The eurozone economy is expected to witness a steady recovery this year but with downside risks on an unfavourable external environment, including post-Brexit uncertainty. Expectations of a sharper pick-up in 2017-18 inflation is mainly reflective of a rise in the ECB’s oil price assumptions and unfavourable base effects.
The European Central Bank (ECB) left key benchmark rates and the asset purchase program unchanged yesterday, in line with our expectations. The central bank nonetheless reiterated its ability, willingness and capacity to take further action. But there was no explicit mention of fresh measures under consideration, spurring a kneejerk negative reaction in the markets.
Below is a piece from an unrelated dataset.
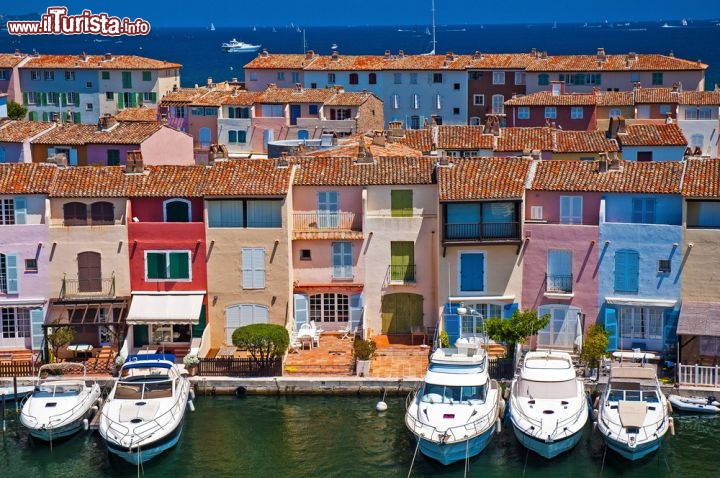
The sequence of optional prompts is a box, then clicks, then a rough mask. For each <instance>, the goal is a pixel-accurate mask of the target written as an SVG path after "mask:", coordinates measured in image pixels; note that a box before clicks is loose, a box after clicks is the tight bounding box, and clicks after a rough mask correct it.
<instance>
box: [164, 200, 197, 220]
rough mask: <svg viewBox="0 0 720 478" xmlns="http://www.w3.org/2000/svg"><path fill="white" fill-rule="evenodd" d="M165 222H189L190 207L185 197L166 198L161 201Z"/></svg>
mask: <svg viewBox="0 0 720 478" xmlns="http://www.w3.org/2000/svg"><path fill="white" fill-rule="evenodd" d="M163 215H164V219H165V222H191V221H192V207H191V206H190V201H188V200H187V199H168V200H167V201H165V202H164V203H163Z"/></svg>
Further, gross domestic product in 2016 estimate was revised up to 1.7 percent, compared to 1.6 percent previously, while 2017 forecasts are cut by -0.1 percent to 1.6 percent. On inflation, 2016 estimate at 0.2 percent was maintained, 2017 cut by -0.1 percent to 1.2 percent and kept 2018’s at 1.6 percent.
Moreover, inflation remains way below the central bank’s 2 percent target. Jan-Aug 2016 inflation averaged 0.03 percent y/y, flat from 2015, mainly weighed by energy prices. Core inflation is relatively firm but struggling to break higher due to excess capacity and limited wage pressures, DBS reported.
"Notwithstanding limited options here on, we expect the ECB to keep the door for further policy action, possibly in 4Q16, contingent on renewed downside risks to growth and/or the risk of negative inflation," DBS commented in its report.
Meanwhile, the next step(s) could be a combination of QE timeline extension beyond March 2017, ease restrictions surrounding these purchases, expand assets’ categories or consider further negative rates. Besides the timeline extension, any decision on altering the eligibility criteria is unlikely to come easy.